O jogo começou com o Brasília apostando em um ataque ousado e jogadas próximas ao garrafão. A primeira cesta foi convertida por Alex, em cobrança de lance-livre. Na seqüência, Paulão empatou o duelo. Léo Mendl estava inspirado e converteu 2 bolas de três durante o período. Do outro lado, Alex Garcia foi o principal pontuador. O final do primeiro quarto acabou em 22 a 20 para os donos da casa. A igualdade na tática de jogo foi refletida também no placar, com o equilíbrio prevalecendo no 2º período. Paulão, com 12 pontos anotados, deixou a quadra e, no final, os francanos viraram o duelo: 22 a 16. Lula atribuiu a vitória parcial ao comprometimento tático.
 
Se ambas as equipes atacaram bem no primeiro tempo, o mesmo não pode ser dito do início do segundo. Apenas depois de 3 minutos de bola rolando Basden conseguiu somar os dois primeiros pontos. Isso acordou os donos da casa, que, com inteligência, trabalharam bem a bola e conseguiram tirar a diferença.

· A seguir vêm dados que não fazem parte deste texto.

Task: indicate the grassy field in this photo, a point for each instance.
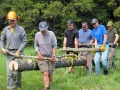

Os candangos fecharam em 17 a 12.
 
Com apenas um ponto de diferença, o último quarto foi eletrizante. Porém o Brasília, logo nos minutos iniciais do período, abriu 8 pontos de diferença. Com a experiência de seu plantel, os donos da casa conseguiram administrar a diferença. Cansado, o Vivo/Franca passou a errar os ataques e permitir que os adversários pontuassem com mais facilidades. Faltando 1 minuto, a diferença era de 17 pontos. No final, 87 a 72. “Com Brasília é assim: Se vacilar, já era”, analisou Paulão.